Agreed, not completely on duckdb but we used it for consolidating billing data from 10+ ERP systems and it works, so I see his point. Just to add to his points:
- Integrations are still one of the hardest things in Enterprise IT. Snowflake/Databricks/etc in fact add to the number of systems to integrate, they make this problem worst most of the times
- Governance in a self-service data ecosystem gets complicated fast, especially if you need to stay compliant with data privacy, gdpr, etc.. And amazingly again neither Snowflake nor Databricks solve this. In fact, they make it worst by sucking up budget away from governance initiatives
Connectivity was the hardest part, we had to write Python connectors for a variety of ERP systems. We have a 1 server setup where we run duckdb and Python scripts, we monitor and orchestrate with Prefect but you can use one of the many Python orchestration tools. We load the finished data marts to a MS SQL server and users connect to it via PowerBI or Excel.

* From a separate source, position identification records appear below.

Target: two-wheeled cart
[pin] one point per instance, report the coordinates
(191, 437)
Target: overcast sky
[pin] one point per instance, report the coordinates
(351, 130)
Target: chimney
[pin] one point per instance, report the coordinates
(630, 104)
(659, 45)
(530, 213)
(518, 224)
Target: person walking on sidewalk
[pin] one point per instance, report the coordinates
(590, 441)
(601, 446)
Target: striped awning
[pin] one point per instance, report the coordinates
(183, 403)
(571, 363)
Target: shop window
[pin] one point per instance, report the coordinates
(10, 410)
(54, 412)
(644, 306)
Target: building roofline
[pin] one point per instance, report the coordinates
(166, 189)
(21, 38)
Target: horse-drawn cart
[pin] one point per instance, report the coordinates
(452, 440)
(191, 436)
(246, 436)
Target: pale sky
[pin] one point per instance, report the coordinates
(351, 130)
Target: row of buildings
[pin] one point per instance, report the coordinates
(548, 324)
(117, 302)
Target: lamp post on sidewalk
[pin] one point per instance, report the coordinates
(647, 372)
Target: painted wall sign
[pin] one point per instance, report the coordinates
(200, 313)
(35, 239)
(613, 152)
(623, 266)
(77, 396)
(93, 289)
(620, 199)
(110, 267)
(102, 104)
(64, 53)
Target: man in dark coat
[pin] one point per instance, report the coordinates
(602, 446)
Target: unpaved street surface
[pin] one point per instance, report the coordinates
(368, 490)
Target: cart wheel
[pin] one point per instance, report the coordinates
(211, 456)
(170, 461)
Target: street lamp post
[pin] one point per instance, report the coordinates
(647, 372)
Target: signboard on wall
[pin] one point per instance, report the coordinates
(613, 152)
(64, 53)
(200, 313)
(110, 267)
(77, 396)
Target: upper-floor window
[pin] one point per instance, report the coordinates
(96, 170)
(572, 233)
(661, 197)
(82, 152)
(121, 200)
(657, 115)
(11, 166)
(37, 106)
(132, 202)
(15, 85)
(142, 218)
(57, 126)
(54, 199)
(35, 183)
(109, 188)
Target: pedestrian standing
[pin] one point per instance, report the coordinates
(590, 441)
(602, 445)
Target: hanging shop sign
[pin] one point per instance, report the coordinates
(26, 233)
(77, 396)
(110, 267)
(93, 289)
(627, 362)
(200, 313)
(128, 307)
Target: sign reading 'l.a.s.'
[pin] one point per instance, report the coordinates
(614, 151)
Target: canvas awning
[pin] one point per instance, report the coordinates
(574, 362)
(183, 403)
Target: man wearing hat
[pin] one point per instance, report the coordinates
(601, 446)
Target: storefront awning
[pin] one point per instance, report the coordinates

I'm sure DuckDB was used to transform/prepare the data from the ERP extract format to an MSSQL ingestion format.
There are plenty of arguments and reasons why you would use DuckDB to do this esp if you're preparing the data for Analytical/OLAP use-cases.
Perhaps a more relevant question might be why they didn't use DataFactory or some other ETL tool/service. DuckDB is rising the occasion for these kinds of use-cases though.
Let me give you some bullets on DataFactory (DF) because it is a question I get a lot.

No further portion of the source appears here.